Des affrontements violents entre groupes armés rivaux ont éclaté lundi soir dans la capitale libyenne Tripoli, faisant au moins un mort, un chef de groupe armé, conduisant le ministère de l’Intérieur à appeler les habitants à rester confinés chez eux.
Abdelghani « Gheniwa » el-Kikli, chef de l’Autorité de soutien à la stabilité (SSA), un influent groupe armé basé dans le quartier populaire d’Abou Slim, dans le sud de Tripoli, a été tué dans des circonstances non élucidées, selon la chaîne Libya al-Ahrar et le site d’information al-Wasat.
Des tirs intermittents à l’arme lourde, dont des mitrailleuses, et des déflagrations ont commencé à être entendus dans plusieurs secteurs de la capitale à partir de 21 h (15 h heure de l’Est), selon des journalistes de l’AFP, rapporté par La Presse.
Sans donner de détails, le ministère de l’Intérieur du Gouvernement d’unité nationale, basé à Tripoli, a appelé dans un communiqué « tous les citoyens à rester chez eux pour leur sécurité ».
Des avions stationnant sur le tarmac de l’aéroport de Tripoli ont été transférés et mis en sécurité à Misrata et plusieurs vols ont été déviés vers cette ville, selon les médias.
Les affrontements, dans la banlieue sud de Tripoli, ont éclaté entre des groupes armés de la capitale et d’autres groupes rivaux de Misrata, grande ville portuaire rattachée au camp de l’ouest et située à 200 km à l’est de Tripoli, selon les médias locaux.
Selon le neveu de « Gheniwa » cité par l’expert Jalel Harchaoui, le chef du groupe SSA serait tombé dans une embuscade.

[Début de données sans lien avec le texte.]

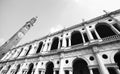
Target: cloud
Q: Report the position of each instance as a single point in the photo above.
(2, 41)
(56, 28)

Il était devenu, d’après cet analyste, « l’un des chefs de groupes armés les plus performants de Tripoli ». Il avait notamment réussi, selon M. Harchaoui, à « installer des fidèles à des postes clés au sein des banques, des télécommunications, des administrations et même à de hautes fonctions diplomatiques ».